Rectification for Decision Trees
Further information on the rectification method for Decision Trees is available in the paper Rectifying Binary Classifiers.
Example from a Hand-Crafted Tree
To illustrate this, we take an example of a credit scoring scenario.
Each customer is characterized by:
- an annual income $I$ (in k\$),
- the fact of having already reimbursed a previous loan ($R$),
- and, whether or not, the customer has a permanent position ($PP$).
A decision tree T representing the model is described in the following figure. The Boolean conditions used in $T$ are $I > 30$, $I > 20$, $R$, and $PP$.
We start by building the decision tree:
from pyxai import Builder, Explainer
node_L_1 = Builder.DecisionNode(3, operator=Builder.EQ, threshold=1, left=0, right=1)
node_L_2 = Builder.DecisionNode(1, operator=Builder.GT, threshold=20, left=0, right=node_L_1)
node_R_1 = Builder.DecisionNode(3, operator=Builder.EQ, threshold=1, left=0, right=1)
node_R_2 = Builder.DecisionNode(2, operator=Builder.EQ, threshold=1, left=node_R_1, right=1)
root = Builder.DecisionNode(1, operator=Builder.GT, threshold=30, left=node_L_2, right=node_R_2)
tree = Builder.DecisionTree(3, root, feature_names=["I", "PP", "R"])
Consider the instance $x = (I = 25, R = 1, PP = 1)$ corresponding to a customer applying for a loan. We initialize the explainer with this instance and the associated theory (see the Theories page for more information).
loan_types = {
"numerical": ["I"],
"binary": ["PP", "R"],
}
explainer = Explainer.initialize(tree, instance=(25, 1, 1), features_type=loan_types)
print("binary representation: ", explainer.binary_representation)
print("target_prediction:", explainer.target_prediction)
print("to_features:", explainer.to_features(explainer.binary_representation, eliminate_redundant_features=False))
--------- Theory Feature Types -----------
Before the one-hot encoding of categorical features:
Numerical features: 1
Categorical features: 0
Binary features: 2
Number of features: 3
Characteristics of categorical features: {}
Number of used features in the model (before the encoding of categorical features): 3
Number of used features in the model (after the encoding of categorical features): 3
----------------------------------------------
binary representation: (-1, 2, 3, 4)
target_prediction: 1
to_features: ('I <= 30', 'I > 20', 'PP == 1', 'R == 1')
The user (a bank employee) disagrees with this prediction (the loan acceptance).

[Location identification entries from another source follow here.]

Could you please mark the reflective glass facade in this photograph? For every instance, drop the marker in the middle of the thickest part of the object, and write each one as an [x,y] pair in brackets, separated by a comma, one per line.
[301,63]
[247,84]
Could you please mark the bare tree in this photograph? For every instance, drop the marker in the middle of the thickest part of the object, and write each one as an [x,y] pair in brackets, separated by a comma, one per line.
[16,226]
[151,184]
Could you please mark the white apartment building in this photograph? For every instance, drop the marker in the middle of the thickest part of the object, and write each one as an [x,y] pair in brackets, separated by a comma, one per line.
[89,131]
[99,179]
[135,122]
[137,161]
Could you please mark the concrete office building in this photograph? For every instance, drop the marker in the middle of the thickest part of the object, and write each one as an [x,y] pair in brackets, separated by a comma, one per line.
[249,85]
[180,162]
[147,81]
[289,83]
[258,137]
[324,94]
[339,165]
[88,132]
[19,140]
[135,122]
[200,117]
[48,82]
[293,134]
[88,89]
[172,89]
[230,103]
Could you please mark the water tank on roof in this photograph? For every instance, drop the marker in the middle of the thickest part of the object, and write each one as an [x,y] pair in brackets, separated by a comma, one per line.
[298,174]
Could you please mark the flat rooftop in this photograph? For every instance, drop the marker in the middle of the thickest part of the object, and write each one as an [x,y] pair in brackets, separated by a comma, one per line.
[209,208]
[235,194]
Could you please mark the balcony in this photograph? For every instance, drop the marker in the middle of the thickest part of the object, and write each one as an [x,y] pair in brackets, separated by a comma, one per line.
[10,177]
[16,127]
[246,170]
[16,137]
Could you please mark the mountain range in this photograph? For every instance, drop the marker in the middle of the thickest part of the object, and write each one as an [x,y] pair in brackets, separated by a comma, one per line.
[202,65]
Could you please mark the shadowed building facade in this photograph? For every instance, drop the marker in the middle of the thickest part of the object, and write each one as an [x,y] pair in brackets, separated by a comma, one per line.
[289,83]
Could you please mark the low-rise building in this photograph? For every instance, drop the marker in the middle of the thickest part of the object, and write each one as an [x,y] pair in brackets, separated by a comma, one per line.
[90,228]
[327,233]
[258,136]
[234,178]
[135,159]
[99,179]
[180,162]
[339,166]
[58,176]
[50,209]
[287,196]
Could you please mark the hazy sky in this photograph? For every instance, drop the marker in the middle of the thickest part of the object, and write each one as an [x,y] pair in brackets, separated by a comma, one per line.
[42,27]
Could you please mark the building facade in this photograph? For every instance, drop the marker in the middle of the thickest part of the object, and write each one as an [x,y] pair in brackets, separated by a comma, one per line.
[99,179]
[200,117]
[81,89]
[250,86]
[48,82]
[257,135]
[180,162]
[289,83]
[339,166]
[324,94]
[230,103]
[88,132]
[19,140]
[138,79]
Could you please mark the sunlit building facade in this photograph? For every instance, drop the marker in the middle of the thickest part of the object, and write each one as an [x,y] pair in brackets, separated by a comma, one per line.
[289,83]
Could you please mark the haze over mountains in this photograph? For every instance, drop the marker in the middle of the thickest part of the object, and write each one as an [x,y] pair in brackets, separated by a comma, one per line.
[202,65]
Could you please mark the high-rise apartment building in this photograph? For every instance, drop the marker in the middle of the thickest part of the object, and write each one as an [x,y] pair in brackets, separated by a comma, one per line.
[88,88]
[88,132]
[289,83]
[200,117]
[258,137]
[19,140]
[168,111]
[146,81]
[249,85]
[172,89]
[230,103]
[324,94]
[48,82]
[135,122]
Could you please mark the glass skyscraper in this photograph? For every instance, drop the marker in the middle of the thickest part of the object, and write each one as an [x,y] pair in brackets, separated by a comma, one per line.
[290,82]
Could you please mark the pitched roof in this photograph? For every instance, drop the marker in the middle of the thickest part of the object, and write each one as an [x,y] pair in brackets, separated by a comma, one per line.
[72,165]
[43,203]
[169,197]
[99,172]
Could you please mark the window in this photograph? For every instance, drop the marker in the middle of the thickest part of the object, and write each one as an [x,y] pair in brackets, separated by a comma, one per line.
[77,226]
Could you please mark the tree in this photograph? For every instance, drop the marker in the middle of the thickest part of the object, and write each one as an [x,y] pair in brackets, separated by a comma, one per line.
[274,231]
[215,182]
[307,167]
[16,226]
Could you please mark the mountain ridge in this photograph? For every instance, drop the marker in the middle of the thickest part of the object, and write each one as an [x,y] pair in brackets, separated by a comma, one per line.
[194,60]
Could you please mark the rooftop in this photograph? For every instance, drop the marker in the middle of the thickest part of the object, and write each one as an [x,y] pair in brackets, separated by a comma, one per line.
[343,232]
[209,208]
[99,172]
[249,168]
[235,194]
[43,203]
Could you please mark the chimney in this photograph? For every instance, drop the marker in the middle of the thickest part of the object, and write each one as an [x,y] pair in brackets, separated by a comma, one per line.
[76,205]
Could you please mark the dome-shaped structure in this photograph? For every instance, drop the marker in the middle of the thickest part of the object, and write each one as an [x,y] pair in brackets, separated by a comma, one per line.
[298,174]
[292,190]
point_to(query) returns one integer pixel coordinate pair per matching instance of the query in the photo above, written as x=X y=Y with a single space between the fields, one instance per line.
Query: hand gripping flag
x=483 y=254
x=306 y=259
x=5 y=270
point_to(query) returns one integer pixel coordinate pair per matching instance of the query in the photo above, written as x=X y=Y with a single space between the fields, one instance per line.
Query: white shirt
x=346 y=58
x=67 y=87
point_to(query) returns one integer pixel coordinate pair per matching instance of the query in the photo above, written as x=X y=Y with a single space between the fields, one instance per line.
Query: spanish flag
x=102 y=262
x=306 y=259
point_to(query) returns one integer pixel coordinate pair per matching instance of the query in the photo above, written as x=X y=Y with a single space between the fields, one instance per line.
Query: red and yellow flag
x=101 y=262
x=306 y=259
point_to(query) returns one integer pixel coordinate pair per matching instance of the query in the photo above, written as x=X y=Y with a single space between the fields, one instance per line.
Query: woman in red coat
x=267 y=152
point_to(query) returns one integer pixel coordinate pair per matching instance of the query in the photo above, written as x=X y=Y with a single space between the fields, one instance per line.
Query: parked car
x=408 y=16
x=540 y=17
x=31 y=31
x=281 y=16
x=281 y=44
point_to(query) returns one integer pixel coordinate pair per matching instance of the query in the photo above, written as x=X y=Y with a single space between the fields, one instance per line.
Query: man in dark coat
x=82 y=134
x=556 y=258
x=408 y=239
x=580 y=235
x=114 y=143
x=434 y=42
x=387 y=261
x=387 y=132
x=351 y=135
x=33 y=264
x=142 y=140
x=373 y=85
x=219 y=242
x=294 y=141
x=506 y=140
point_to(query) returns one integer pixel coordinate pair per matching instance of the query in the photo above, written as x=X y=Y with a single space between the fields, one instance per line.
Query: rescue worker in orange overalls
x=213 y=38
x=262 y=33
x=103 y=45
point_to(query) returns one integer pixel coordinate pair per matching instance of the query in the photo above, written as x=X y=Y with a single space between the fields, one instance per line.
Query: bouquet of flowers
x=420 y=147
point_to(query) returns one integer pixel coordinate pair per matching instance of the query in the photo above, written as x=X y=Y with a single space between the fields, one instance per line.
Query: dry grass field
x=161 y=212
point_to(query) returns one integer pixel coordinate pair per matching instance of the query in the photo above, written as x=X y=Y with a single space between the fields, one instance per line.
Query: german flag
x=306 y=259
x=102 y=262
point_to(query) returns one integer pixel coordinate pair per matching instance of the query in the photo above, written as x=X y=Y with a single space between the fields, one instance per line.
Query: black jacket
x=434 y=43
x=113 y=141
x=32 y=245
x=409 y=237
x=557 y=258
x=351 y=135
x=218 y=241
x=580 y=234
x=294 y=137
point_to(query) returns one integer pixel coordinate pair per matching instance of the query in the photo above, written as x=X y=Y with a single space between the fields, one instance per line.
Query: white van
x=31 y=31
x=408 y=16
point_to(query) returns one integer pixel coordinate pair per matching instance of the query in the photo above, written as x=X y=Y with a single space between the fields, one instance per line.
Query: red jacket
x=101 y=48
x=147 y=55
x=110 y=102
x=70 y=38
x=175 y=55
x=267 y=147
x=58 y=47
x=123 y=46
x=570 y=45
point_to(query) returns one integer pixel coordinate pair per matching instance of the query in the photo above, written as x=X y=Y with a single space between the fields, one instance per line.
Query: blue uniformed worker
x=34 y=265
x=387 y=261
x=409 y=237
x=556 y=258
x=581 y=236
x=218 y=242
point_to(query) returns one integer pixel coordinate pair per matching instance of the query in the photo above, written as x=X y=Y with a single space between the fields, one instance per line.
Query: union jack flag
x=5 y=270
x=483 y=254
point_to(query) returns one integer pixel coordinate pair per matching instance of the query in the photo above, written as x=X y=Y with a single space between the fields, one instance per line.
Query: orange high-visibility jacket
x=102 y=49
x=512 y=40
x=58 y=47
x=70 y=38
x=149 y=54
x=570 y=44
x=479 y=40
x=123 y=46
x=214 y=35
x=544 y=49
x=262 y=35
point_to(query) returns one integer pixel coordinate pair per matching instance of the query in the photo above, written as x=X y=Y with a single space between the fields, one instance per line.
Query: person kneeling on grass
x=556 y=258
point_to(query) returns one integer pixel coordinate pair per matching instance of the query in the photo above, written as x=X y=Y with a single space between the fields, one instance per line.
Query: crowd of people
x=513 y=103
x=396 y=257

For him/her, the following classification rule must be obeyed: whenever the annual income of the client is lower than 30, the demand should be rejected. To do this rectification, we use the rectify()
method of the explainer
object. More information about this method are available on the Rectification page.
rectified_model = explainer.rectify(conditions=(-1, ), label=0)

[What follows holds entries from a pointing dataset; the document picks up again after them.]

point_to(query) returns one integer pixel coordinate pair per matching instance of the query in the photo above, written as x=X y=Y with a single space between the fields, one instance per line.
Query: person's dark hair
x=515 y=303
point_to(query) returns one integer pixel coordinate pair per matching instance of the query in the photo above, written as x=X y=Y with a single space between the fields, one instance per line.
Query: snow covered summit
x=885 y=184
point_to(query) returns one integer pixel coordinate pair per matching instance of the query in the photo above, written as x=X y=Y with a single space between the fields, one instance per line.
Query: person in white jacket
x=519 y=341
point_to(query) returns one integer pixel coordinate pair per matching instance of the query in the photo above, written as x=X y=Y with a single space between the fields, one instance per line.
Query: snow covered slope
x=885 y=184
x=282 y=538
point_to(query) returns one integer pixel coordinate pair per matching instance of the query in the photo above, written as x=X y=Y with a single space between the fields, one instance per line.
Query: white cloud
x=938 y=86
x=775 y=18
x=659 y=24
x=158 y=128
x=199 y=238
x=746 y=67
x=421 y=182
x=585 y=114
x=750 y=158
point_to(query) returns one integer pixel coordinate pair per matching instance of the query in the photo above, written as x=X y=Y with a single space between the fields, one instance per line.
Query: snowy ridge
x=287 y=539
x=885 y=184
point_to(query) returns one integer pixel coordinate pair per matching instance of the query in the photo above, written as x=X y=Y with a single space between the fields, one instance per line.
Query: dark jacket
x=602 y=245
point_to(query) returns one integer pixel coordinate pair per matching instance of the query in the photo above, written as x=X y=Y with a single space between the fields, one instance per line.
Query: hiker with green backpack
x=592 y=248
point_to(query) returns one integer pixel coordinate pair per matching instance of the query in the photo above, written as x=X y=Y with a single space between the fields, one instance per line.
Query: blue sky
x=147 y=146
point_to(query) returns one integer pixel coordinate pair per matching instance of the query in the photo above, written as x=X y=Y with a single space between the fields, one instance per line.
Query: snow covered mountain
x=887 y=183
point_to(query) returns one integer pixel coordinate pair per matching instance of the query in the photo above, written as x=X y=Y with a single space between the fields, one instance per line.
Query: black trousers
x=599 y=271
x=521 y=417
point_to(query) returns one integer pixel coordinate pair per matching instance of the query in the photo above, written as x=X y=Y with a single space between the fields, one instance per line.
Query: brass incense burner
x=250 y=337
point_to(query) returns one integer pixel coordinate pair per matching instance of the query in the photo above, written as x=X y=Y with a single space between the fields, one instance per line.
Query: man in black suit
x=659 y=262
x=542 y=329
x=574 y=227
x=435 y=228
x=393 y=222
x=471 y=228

# Keep in mind that the condition (-1, ) means that 'I <= 30'.
print("target_prediction:", explainer.target_prediction)
-------------- Rectification information:
Classification Rule - Number of nodes: 3
Model - Number of nodes: 11
Model - Number of nodes (after rectification): 17
Model - Number of nodes (after simplification using the theory): 11
Model - Number of nodes (after elimination of redundant nodes): 7
--------------
target_prediction: 0
Here is the model without any simplification:
Here is the model once simplified:
We can check that the instance is now correctly classified:
print("target_prediction:", rectified_model.predict_instance((25, 1, 1)))
target_prediction: 0
Example from a Real Dataset
For this example, we take the compas.csv dataset. We create a model using the hold-out approach (by default, the test size is set to 30%) and select a miss-classified instance.

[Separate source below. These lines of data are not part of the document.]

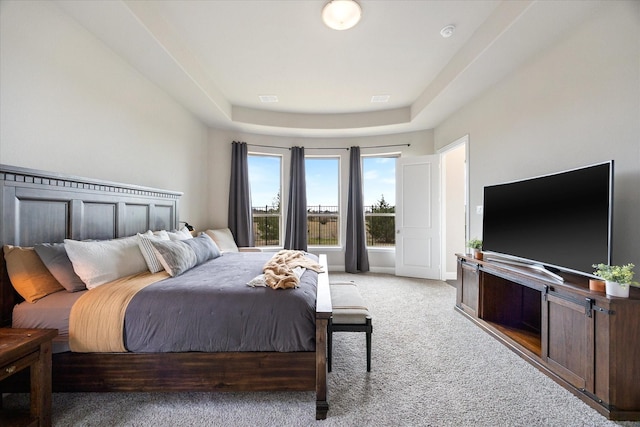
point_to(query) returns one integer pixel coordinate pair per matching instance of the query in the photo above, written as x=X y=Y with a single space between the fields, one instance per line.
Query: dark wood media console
x=585 y=341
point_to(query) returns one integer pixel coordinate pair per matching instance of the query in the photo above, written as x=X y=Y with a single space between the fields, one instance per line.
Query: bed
x=38 y=206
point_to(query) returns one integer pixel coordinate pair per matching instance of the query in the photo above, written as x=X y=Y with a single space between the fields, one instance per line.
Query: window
x=379 y=186
x=323 y=195
x=264 y=177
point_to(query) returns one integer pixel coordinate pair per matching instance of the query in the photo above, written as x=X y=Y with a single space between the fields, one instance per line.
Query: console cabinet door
x=570 y=340
x=468 y=286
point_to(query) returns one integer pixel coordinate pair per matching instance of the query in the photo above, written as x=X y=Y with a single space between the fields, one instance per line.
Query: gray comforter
x=210 y=308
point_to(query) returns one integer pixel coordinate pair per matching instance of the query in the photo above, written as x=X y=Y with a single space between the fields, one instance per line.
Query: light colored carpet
x=430 y=367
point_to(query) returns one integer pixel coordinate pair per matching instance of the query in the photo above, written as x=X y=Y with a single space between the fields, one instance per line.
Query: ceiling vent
x=268 y=98
x=380 y=98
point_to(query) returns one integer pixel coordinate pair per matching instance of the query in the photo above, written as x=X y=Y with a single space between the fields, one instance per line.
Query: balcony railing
x=323 y=226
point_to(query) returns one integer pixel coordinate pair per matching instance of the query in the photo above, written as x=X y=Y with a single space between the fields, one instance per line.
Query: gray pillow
x=178 y=256
x=204 y=247
x=54 y=257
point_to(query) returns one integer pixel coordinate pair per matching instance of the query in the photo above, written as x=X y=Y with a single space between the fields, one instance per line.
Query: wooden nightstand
x=22 y=348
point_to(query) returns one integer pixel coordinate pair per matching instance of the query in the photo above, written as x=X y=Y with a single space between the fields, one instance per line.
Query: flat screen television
x=562 y=221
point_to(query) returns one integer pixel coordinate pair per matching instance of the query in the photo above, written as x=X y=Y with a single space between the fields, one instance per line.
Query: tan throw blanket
x=278 y=271
x=96 y=322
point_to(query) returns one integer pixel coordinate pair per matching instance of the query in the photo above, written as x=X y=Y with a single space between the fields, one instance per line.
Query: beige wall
x=68 y=104
x=381 y=260
x=575 y=104
x=454 y=197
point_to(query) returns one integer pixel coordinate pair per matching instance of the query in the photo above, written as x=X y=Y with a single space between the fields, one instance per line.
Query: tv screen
x=562 y=220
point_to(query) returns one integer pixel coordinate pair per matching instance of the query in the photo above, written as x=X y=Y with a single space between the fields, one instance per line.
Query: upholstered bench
x=350 y=314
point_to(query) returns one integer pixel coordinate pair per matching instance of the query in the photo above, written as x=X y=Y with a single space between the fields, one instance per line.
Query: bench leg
x=329 y=344
x=369 y=330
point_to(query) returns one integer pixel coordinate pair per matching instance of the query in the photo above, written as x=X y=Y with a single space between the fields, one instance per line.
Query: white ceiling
x=217 y=57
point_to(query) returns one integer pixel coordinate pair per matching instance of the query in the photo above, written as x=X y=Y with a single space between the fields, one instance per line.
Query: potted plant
x=618 y=278
x=476 y=248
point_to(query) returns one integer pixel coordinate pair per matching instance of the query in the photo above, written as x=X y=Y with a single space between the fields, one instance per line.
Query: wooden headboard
x=38 y=207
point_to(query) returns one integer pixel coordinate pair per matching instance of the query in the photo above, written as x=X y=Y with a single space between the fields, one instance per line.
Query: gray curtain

from pyxai import Learning, Explainer
learner = Learning.Scikitlearn("../dataset/compas.csv", learner_type=Learning.CLASSIFICATION)
model = learner.evaluate(method=Learning.HOLD_OUT, output=Learning.DT)
dict_information = learner.get_instances(model, n=1, indexes=Learning.TEST, correct=False, details=True)
instance = dict_information["instance"]
label = dict_information["label"]
prediction = dict_information["prediction"]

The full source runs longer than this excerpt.